A 23 de junho de 1913, o Presidente do Ministério e Ministro das Finanças, Afonso Costa, apresenta emendas ao orçamento do Ministério do Interior, prevendo a construção de uma maternidade em Lisboa.
A construção da Maternidade Alfredo da Costa tem início em 1914, de acordo com um projeto do arquiteto Miguel Ventura Terra. Em consequência de dificuldades financeiras, agravadas pela falta de materiais no período da Grande Guerra, as obras prolongam-se até ao início dos anos 30.
Os reforços orçamentais para esta obra são uma constante no Parlamento da I República.
Dez anos depois, a 10 de maio de 1923, o Deputado Torres Garcia considera irrisória a verba destinada à Maternidade de Lisboa, acusando o Estado de não assegurar a proteção das grávidas e defendendo que as maternidades não se devem limitar ao internamento para o parto:
“Se o Estado continuar a desprezar as obras da Maternidade nós temos o direito de o considerar cúmplice na obra de destruição que se está fazendo. (…)
Quanto a maternidades, como elementos de proteção à mulher grávida o que se tem feito em Portugal? Nada, absolutamente nada, numa sociedade quase feroz, onde ela, desrespeitada e perseguida por todos, sem carinho, sem proteção, sem amparo, tem quase sempre de recorrer ao abortivo, como único remédio e como única salvação.

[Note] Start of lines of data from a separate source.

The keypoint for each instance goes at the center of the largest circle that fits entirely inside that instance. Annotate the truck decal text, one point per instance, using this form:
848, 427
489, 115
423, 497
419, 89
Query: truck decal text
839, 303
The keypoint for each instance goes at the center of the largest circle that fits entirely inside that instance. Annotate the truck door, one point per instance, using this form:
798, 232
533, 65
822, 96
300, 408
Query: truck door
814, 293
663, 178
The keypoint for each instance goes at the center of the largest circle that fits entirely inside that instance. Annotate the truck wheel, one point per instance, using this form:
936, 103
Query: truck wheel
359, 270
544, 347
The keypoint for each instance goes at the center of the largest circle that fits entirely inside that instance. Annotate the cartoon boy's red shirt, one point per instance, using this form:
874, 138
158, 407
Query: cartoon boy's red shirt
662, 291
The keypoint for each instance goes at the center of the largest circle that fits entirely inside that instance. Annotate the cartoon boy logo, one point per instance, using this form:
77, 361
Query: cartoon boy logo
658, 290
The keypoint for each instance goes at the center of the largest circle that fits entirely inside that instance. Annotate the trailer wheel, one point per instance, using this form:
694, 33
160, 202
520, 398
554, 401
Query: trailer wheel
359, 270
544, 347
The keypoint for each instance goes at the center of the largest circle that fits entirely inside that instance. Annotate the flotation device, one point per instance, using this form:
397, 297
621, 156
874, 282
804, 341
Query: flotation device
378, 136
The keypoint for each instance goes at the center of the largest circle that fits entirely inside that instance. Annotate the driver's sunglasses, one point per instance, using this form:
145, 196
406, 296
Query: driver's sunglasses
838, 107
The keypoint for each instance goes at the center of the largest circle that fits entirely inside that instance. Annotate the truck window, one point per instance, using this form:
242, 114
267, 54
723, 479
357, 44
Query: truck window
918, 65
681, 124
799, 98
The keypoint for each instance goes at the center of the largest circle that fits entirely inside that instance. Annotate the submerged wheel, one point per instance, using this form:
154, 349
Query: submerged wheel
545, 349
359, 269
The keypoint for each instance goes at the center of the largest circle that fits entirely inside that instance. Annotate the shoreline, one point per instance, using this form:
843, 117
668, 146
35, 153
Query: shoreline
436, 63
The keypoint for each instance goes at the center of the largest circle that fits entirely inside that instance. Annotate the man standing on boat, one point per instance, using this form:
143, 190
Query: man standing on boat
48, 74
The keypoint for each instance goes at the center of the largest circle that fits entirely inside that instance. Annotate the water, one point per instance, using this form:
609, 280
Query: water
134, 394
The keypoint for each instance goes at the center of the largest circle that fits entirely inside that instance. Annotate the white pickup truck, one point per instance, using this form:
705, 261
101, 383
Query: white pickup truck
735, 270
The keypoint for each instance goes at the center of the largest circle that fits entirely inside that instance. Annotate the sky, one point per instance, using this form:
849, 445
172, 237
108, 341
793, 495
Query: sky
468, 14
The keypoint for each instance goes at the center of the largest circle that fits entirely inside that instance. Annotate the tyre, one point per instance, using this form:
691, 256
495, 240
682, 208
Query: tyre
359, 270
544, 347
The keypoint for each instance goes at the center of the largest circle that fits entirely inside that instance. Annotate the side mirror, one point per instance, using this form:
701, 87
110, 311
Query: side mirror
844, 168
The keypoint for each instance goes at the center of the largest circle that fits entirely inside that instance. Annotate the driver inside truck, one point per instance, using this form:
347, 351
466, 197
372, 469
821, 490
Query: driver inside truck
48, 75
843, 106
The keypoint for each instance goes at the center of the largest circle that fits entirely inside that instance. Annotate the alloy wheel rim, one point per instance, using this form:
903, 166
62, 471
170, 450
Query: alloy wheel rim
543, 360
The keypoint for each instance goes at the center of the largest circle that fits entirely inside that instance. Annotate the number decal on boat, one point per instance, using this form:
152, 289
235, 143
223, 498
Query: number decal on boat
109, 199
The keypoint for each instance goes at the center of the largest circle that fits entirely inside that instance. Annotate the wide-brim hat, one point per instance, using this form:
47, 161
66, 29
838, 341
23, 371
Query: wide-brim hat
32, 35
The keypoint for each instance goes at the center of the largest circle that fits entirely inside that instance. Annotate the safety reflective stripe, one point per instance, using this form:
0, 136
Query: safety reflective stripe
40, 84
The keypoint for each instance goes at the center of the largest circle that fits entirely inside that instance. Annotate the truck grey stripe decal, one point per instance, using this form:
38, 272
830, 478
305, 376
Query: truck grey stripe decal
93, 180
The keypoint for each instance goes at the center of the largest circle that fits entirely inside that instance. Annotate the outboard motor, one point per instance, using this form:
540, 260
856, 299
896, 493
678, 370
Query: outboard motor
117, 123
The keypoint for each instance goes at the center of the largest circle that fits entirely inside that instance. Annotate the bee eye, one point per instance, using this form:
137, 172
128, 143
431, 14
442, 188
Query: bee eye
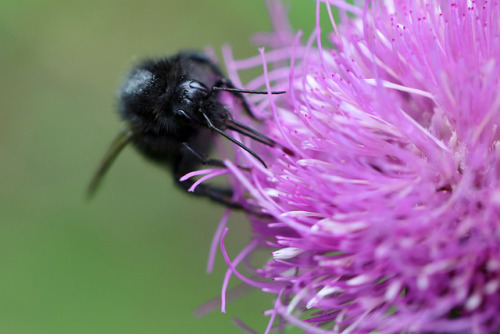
197, 85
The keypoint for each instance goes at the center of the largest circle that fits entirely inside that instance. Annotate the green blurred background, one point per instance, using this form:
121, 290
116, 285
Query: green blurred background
132, 260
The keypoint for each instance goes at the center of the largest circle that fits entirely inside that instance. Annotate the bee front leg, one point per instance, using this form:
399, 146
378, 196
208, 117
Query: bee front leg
225, 82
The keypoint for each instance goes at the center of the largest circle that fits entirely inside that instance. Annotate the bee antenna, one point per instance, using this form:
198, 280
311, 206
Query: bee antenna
222, 133
249, 91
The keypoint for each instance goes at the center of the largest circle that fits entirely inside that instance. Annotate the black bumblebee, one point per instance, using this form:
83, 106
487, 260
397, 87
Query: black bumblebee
172, 110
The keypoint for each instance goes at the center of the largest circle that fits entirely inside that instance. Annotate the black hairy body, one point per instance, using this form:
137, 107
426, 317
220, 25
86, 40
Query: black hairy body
172, 112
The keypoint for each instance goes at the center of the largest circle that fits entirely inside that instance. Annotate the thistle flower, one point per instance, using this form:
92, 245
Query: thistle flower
387, 216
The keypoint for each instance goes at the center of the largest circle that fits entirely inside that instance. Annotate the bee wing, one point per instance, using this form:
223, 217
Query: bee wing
123, 138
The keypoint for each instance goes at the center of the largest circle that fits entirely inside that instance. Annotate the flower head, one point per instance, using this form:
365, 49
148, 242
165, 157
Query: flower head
387, 216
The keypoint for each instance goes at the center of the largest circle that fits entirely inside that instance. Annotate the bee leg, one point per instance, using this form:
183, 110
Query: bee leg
220, 195
208, 162
225, 82
202, 158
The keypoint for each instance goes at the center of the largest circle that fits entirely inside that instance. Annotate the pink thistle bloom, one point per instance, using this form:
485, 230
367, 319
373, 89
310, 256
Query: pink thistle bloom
387, 216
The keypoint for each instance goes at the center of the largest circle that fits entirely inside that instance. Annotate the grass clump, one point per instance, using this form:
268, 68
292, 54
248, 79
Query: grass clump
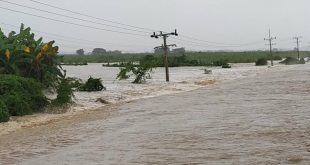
261, 62
21, 96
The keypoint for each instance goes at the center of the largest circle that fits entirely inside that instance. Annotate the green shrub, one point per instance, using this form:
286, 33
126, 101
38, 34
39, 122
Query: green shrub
92, 84
261, 62
21, 96
64, 93
17, 105
4, 114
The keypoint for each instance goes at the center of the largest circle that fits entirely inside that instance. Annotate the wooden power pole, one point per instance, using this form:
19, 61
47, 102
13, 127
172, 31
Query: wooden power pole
270, 39
297, 42
165, 48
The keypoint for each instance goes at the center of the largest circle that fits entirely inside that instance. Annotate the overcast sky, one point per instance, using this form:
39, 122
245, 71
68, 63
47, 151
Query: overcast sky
227, 24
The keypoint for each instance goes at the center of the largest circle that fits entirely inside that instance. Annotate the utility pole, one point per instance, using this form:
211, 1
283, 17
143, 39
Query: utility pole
297, 42
270, 39
165, 48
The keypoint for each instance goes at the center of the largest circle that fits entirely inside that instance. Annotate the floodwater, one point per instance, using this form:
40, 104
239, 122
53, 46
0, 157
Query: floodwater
257, 118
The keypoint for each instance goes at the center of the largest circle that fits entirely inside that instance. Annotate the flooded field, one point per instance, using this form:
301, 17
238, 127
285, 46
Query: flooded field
251, 115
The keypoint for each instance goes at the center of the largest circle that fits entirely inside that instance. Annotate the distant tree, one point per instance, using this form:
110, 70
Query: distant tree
80, 52
99, 51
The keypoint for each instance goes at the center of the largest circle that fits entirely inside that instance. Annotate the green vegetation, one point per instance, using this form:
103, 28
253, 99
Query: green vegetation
177, 59
141, 71
261, 62
92, 84
292, 61
21, 54
21, 96
27, 66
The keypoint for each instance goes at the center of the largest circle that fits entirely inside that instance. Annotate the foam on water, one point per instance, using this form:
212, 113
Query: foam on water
182, 79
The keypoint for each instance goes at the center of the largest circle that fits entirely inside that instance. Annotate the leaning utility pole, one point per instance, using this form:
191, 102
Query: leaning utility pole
165, 48
297, 42
269, 39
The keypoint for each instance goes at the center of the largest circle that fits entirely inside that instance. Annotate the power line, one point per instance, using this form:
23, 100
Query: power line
270, 39
89, 16
297, 42
76, 40
165, 47
106, 20
71, 23
75, 18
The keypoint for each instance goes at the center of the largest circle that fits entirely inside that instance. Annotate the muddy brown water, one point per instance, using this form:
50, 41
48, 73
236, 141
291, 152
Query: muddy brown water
255, 120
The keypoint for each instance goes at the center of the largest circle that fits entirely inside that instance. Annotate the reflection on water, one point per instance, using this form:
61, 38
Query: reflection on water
263, 119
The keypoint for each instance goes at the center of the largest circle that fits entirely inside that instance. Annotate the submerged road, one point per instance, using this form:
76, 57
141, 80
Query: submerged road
255, 120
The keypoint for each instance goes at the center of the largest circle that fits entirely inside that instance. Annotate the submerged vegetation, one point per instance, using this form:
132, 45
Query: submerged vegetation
142, 71
292, 61
261, 62
177, 59
91, 85
21, 96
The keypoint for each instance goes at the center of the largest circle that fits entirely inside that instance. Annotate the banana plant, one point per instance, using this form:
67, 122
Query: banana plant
22, 54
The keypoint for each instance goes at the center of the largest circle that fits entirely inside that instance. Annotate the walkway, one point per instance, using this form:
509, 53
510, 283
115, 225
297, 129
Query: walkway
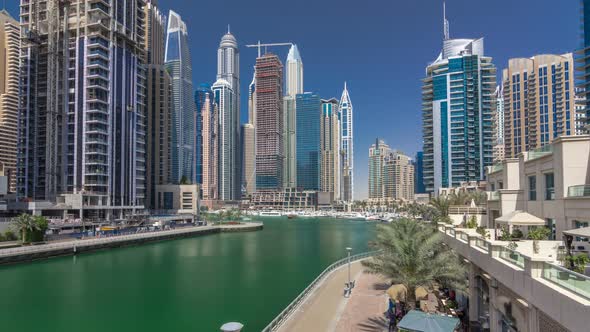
327, 310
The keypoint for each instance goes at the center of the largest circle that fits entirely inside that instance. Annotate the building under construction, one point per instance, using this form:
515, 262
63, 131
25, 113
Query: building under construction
269, 122
82, 121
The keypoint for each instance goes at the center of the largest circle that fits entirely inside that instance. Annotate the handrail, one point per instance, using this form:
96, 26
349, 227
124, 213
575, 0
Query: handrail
282, 317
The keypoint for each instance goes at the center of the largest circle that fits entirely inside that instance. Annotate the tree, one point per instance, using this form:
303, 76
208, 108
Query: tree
413, 254
24, 224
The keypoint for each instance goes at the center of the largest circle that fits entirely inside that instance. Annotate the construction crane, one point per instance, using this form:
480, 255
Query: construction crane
259, 45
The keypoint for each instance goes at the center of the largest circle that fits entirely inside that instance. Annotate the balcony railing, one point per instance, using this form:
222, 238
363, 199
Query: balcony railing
513, 257
582, 190
540, 152
575, 282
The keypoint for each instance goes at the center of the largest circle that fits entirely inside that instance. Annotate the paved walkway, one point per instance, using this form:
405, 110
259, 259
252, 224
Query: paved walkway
327, 310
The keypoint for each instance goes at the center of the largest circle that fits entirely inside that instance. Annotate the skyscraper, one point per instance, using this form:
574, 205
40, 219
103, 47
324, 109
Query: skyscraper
347, 146
457, 111
293, 86
499, 149
178, 64
539, 101
98, 157
330, 153
308, 141
249, 142
209, 148
269, 122
158, 105
229, 149
9, 85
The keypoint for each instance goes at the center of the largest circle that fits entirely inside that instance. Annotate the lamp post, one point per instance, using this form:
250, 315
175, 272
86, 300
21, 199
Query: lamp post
349, 249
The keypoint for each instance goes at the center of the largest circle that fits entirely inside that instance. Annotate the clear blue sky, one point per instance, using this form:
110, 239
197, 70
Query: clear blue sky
380, 47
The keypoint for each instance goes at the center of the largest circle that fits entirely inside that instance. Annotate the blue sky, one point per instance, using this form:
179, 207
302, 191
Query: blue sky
380, 47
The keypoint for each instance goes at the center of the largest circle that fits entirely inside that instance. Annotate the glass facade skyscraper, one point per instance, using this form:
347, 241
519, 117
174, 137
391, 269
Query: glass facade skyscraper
458, 109
308, 116
178, 64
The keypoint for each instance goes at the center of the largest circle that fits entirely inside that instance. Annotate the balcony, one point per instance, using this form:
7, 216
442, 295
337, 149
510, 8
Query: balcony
582, 190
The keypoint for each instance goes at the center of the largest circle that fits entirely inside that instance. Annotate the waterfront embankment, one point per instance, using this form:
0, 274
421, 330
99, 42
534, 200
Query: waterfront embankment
42, 251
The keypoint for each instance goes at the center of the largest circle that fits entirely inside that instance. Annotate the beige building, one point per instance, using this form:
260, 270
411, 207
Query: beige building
538, 101
330, 171
9, 85
158, 93
178, 198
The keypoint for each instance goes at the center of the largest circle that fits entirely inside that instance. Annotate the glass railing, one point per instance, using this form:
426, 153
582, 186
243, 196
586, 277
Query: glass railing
493, 196
572, 281
513, 257
540, 152
582, 190
481, 244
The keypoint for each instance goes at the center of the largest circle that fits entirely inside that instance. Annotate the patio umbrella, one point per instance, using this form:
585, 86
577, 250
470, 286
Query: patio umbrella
418, 321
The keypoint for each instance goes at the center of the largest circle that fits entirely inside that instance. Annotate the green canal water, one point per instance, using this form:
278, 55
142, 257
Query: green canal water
193, 284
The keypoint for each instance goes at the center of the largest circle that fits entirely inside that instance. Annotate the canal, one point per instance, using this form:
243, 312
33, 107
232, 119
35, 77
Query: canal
193, 284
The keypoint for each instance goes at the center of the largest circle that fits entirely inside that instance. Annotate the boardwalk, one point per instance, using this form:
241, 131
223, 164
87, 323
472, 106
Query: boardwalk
327, 310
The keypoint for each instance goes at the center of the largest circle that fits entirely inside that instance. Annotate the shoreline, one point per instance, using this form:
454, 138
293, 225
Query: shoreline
46, 251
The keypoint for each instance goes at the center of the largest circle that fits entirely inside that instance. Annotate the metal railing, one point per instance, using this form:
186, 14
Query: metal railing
582, 190
284, 315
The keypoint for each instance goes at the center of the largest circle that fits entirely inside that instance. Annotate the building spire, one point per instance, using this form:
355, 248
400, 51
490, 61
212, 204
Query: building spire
445, 22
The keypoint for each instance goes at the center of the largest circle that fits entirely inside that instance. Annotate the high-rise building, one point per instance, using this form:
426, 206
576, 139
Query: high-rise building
419, 173
98, 158
308, 140
499, 125
249, 142
269, 122
457, 111
583, 62
229, 180
178, 64
539, 101
209, 148
346, 147
228, 70
158, 105
293, 87
378, 153
9, 85
398, 173
330, 153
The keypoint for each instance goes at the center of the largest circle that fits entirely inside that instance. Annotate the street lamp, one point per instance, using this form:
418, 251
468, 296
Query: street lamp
349, 249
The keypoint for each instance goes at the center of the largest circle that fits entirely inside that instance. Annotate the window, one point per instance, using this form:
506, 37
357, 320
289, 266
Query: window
549, 187
532, 188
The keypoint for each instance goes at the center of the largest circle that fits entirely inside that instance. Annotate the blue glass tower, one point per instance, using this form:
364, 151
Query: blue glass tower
178, 64
308, 115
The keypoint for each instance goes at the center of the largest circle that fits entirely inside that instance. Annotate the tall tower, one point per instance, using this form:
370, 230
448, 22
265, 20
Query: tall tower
308, 141
458, 108
269, 123
539, 95
82, 119
330, 153
347, 146
227, 97
178, 64
293, 87
158, 105
9, 85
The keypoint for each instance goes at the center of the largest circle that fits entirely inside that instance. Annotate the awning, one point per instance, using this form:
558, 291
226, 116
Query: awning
420, 321
581, 232
520, 218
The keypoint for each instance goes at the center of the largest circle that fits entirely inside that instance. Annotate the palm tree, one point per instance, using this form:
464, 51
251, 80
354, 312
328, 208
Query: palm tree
24, 224
413, 254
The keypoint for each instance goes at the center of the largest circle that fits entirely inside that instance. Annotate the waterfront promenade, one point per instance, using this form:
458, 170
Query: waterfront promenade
327, 310
33, 252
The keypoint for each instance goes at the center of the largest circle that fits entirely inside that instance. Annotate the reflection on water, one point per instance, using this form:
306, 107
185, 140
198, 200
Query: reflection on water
193, 284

Depois o simples internamento numa maternidade nas proximidades do parto não pode remediar o mal, porque, antes de atingir o último período de gestação, a mulher já está de há muito impossibilitada de angariar os meios de subsistência, já está corrida e eivada por todos quantos não têm a mais ligeira noção do sentimento.
Urge, pois, encararmos este problema com todo o interesse, dando às maternidades todas as características duma instituição moderna, liberta de todos os preconceitos e daquele cunho acentuadamente morgadio que elas ainda hoje revestem. (…)
Depois a ação das maternidades não pode nem deve limitar-se ao internamento da mulher grávida. Deve ir mais além, até mesmo além do aleitamento.”
Só após o termo da I República, através do Decreto n.º 20 395, de 17 de outubro de 1931, é instituída finalmente a Maternidade Alfredo da Costa. A inauguração teria lugar no ano seguinte e às 23h30 de 8 de dezembro de 1932 nascia ali a primeira criança, com o nome de Maria da Conceição. "Verdadeira casa de repouso, já não temos de invejar os alemães", escrevia o "Diário da Manhã".